Theory versus Reality

Today was a real eye opener for me. It marked Day 3 of staying home all day with two semi-sick kids. I say "semi-sick," because I couldn't in good conscience send them to church or school with their hacking coughs and sneezes that they don't remember to cover, but they weren't lethargic enough to just sit docilely on the couch. So, at 7am for the past 3 mornings, I listened to them hack themselves awake and gleefully rejoiced--no lunches to pack, no karate to get ready for, no library books to find and send back to school! Sick kids sounded a little like a vacation at 7am. By 9am, on our 4th, or was it 5th?, Valentine's Day craft, I realized I had woefully deceived myself. By 5pm, I was ready to duct tape them to their beds with Barry Manilow songs on repeat, so they could be tortured as much as they were torturing me. And that was just the end of Day 1. Sadly, I go through some kind of amnesia through the night and have the same optimism at the beginning of Day 2 and Day 3.

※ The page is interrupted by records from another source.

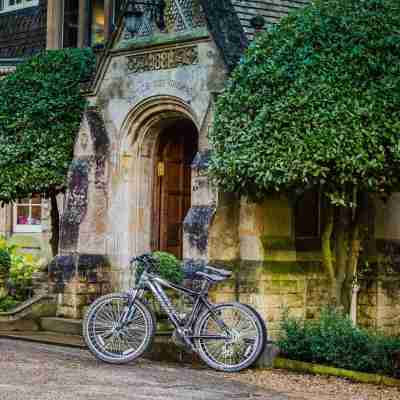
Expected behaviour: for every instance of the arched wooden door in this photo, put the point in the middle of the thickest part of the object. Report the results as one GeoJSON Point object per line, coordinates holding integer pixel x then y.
{"type": "Point", "coordinates": [176, 151]}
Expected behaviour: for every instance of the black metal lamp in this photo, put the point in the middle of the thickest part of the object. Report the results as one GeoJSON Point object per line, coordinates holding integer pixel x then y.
{"type": "Point", "coordinates": [136, 9]}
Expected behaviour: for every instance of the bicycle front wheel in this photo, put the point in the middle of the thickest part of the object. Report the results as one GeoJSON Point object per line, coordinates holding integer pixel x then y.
{"type": "Point", "coordinates": [242, 337]}
{"type": "Point", "coordinates": [107, 339]}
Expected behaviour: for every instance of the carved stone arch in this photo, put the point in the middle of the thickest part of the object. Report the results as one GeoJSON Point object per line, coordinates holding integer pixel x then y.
{"type": "Point", "coordinates": [135, 168]}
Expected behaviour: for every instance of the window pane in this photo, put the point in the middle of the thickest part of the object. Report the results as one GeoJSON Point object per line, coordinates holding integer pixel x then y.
{"type": "Point", "coordinates": [97, 26]}
{"type": "Point", "coordinates": [36, 215]}
{"type": "Point", "coordinates": [23, 201]}
{"type": "Point", "coordinates": [23, 215]}
{"type": "Point", "coordinates": [36, 199]}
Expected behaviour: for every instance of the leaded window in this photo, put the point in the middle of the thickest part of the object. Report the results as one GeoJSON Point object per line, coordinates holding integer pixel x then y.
{"type": "Point", "coordinates": [11, 5]}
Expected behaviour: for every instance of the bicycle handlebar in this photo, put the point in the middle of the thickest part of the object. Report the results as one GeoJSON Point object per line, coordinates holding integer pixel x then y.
{"type": "Point", "coordinates": [146, 259]}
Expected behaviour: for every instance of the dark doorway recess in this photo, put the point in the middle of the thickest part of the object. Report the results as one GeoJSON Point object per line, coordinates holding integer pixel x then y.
{"type": "Point", "coordinates": [176, 150]}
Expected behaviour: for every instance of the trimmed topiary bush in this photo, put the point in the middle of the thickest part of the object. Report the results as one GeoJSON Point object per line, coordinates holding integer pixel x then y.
{"type": "Point", "coordinates": [5, 261]}
{"type": "Point", "coordinates": [333, 340]}
{"type": "Point", "coordinates": [315, 104]}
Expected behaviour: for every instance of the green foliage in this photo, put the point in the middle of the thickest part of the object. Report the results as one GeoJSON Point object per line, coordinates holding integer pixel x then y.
{"type": "Point", "coordinates": [168, 268]}
{"type": "Point", "coordinates": [20, 278]}
{"type": "Point", "coordinates": [40, 112]}
{"type": "Point", "coordinates": [334, 340]}
{"type": "Point", "coordinates": [21, 267]}
{"type": "Point", "coordinates": [315, 102]}
{"type": "Point", "coordinates": [5, 261]}
{"type": "Point", "coordinates": [8, 303]}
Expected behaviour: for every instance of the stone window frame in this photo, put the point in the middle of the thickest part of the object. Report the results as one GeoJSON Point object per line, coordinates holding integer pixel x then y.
{"type": "Point", "coordinates": [29, 227]}
{"type": "Point", "coordinates": [6, 7]}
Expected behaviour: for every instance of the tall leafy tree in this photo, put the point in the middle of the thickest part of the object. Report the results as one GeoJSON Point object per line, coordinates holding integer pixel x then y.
{"type": "Point", "coordinates": [315, 103]}
{"type": "Point", "coordinates": [41, 106]}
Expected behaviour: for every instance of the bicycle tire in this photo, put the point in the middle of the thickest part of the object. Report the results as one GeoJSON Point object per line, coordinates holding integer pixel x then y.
{"type": "Point", "coordinates": [144, 322]}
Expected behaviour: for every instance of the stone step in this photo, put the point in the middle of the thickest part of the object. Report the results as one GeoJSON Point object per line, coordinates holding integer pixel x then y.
{"type": "Point", "coordinates": [62, 325]}
{"type": "Point", "coordinates": [162, 349]}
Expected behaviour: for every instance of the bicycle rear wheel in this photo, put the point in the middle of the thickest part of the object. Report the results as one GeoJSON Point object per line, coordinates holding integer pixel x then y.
{"type": "Point", "coordinates": [107, 339]}
{"type": "Point", "coordinates": [247, 337]}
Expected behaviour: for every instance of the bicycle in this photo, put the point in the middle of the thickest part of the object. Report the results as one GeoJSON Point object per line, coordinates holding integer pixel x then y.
{"type": "Point", "coordinates": [118, 328]}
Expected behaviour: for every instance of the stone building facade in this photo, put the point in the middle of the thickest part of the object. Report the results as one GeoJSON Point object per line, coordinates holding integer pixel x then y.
{"type": "Point", "coordinates": [138, 181]}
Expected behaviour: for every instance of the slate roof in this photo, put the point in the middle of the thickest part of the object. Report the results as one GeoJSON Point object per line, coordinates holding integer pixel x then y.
{"type": "Point", "coordinates": [23, 32]}
{"type": "Point", "coordinates": [229, 21]}
{"type": "Point", "coordinates": [271, 10]}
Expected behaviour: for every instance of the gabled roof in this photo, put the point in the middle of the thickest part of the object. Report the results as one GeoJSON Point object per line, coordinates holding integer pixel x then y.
{"type": "Point", "coordinates": [226, 29]}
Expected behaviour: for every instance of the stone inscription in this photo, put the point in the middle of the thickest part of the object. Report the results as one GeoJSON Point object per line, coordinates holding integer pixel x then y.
{"type": "Point", "coordinates": [165, 59]}
{"type": "Point", "coordinates": [147, 88]}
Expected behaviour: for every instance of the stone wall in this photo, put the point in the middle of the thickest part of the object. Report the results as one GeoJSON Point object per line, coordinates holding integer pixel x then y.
{"type": "Point", "coordinates": [257, 241]}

Now, as Day 3 closes, I find myself with several uncomfortable choices to make. Do I value my sanity over the health of perfectly innocent 2nd grade and preschool children who happen to have the bad luck of sharing a class with my children? Or do I let these kids (and their parents) deal with Germfest 2013, solely so I can find a little peace and quiet? Am I glad to have germy yet hyper children? Yes, absolutely. But would I prefer a little more docility and lethargy with their illnesses? Maybe... Ok, Yes! Yes! I know, I know this makes me a bad mom. But I have what feels like a drill grinding its way into my left temple, and it is solely because of the cabin fever I've gone though with my pseudo-sick children. Would it be so hard for them to lay calmly on the couch and weakly request "a little more chicken broth, if it wouldn't be too much trouble"?

Here is what I know: the kids ARE going to school tomorrow. I feel like we're past the worst of it, but I may just be saying that to sooth my conscience. I AM going to take a nap tomorrow. And I am going to try to not think about those moms who really DO have sick, lethargic kids who they would love to see running around, twirling with their siblings, kicking soccer balls at the ceiling lights, and tackling the dog. Because if I think about them, my left temple throbs even more and my guilt index skyrockets. I AM going to pretend I don't hear either of the kids coughing right now. And finally, I AM going to hang a sign that I will see at 7am, reminding me that "sick kids" does not equal "vacation."